The Recycling Cycle New Methods, New Incentives

Florida is trashy. Literally. Every day, the people living in the Sunshine State produce hundreds of tons of trash—paper, plastic, organic, metal, glass...you name it.

Once all that garbage is carted away from their driveways and curbs, however, most people don’t give it much further thought. It has to go somewhere, though, and most often, it goes to landfills, transfer stations and treatment plants throughout Florida or onto trains and barges and sent even farther afield.

In denser urban areas where land is pricey and space is tight, it’s not surprising that the trash is taken far away from the inner city but that does not mean that city-dwellers and suburbanites alike shouldn’t care about the afterlife of their trash. Because while most everyone is happy to get their garbage off their hands, they tend to be less enthused about having those aforementioned landfills, transfer stations, or treatment facilities anywhere near their homes or communities.

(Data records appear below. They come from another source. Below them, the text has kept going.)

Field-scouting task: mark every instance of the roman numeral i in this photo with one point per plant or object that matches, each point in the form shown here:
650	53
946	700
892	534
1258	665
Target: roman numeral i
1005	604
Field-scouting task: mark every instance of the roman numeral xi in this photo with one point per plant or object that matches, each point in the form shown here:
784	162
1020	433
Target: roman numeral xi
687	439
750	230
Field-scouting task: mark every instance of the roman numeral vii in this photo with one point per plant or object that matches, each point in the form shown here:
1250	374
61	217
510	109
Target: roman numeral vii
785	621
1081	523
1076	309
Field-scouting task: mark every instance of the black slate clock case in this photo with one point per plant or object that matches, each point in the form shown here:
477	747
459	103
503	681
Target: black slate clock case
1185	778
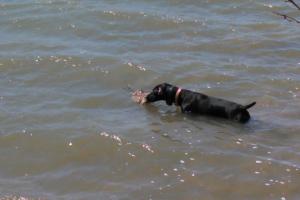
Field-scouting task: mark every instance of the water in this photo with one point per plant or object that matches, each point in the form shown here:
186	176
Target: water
69	129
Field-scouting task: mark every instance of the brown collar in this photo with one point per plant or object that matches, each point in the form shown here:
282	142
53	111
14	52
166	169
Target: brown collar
177	96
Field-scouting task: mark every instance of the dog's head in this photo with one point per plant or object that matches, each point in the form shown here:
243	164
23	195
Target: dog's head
241	115
164	91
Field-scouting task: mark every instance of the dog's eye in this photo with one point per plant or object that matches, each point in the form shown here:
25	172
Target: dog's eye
159	90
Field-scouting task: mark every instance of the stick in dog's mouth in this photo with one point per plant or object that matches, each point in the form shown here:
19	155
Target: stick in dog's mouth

It is incredibly important to know where your building or HOA’s garbage and recycling is going, and to educate yourself about new waste and recycling practices. After all, a landfill or processing center could be proposed to open near your neck of the woods—and landfills are one of the most potent contributors to global warming, responsible for 36 percent of all methane emissions in the United States. Or, perhaps a recycling hub could start in your own building’s basement. Or maybe you’ve got an electronic recycling box in your basement already (most big buildings already do). You should know about it.

A Patchwork Approach

As a state, Florida doesn’t have one singular trash collection system. Instead, each municipal area has a different place where their garbage goes and a different method of collection. In some counties, collection items are sorted by county workers and are hauled away by a private contractor. From there, any useful components are recovered and reused if possible. Everything else is sorted, shredded and recycled.